Huge offshore wind farms can protect vulnerable coastal cities against devastating cyclones like Katrina and Sandy by tempering winds and ocean surges before they reach land, a study says.
Had such installations existed at the time, Hurricane Katrina, which ravaged New Orleans in 2005, and Sandy, which smashed the coastlines of New York and New Jersey in 2012, would have been reduced to strong but not devastating winds, it said.
"The little turbines can fight back the beast," said Cristina Archer, an associate professor of Earth sciences at the University of Delaware.

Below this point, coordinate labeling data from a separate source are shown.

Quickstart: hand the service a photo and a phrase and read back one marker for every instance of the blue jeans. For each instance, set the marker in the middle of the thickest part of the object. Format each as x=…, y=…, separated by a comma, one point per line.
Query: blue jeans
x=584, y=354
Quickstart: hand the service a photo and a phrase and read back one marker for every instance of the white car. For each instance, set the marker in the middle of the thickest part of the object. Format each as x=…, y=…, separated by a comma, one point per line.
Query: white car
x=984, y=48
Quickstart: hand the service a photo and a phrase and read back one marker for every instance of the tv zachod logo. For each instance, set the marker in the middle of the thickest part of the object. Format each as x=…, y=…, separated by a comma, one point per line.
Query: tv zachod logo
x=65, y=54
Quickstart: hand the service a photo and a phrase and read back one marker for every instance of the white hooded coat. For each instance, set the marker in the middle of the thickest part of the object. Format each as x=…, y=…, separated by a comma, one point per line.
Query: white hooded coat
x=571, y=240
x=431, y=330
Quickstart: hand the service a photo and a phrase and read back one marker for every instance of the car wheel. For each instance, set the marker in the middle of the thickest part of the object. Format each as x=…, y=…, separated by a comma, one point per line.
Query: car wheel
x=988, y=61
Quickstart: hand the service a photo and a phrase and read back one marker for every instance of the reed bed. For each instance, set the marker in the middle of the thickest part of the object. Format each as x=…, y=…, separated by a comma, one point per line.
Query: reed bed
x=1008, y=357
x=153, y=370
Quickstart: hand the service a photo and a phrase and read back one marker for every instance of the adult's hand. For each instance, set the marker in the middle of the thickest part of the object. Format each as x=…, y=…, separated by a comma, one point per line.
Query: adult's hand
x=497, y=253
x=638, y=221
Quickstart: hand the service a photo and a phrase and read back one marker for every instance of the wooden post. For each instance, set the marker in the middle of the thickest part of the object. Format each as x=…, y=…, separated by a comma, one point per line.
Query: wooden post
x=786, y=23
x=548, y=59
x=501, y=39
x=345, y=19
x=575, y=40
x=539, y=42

The study, published in the journal Nature Climate Change, is the first to demonstrate that wind farms, deployed on a grand scale, can buffer violent hurricanes, the researchers said.
The team simulated the impact from farms of tens of thousands of turbines, placed kilometres offshore and along the coast of cyclone-vulnerable cities.
"We found that when wind turbines are present, they slow down the outer rotation winds of a hurricane," said Mark Jacobson, a professor of civil and environmental engineering at Stanford University in California.
"This feeds back to decrease wave height, which reduces movement of air toward the centre of the hurricane, increasing the central pressure - which in turn slows the winds of the entire hurricane and dissipates it faster."
In the case of Hurricane Katrina, sustained peak wind speed would have been reduced by as much as 44 metres a second (158km/h).
The storm blew maximum gusts, but not sustained peaks, of about 282km/h, according to the National Oceanographic and Atmospheric Administration (NOAA), a US government agency.
Katrina's storm surge - waves whipped up by the exceptional winds - would have abated by up to 79 per cent, said the study.
In the case of Sandy, the model projected a drop of up to 140km/h in sustained peak wind speed and a 34-per-cent decrease in storm surge.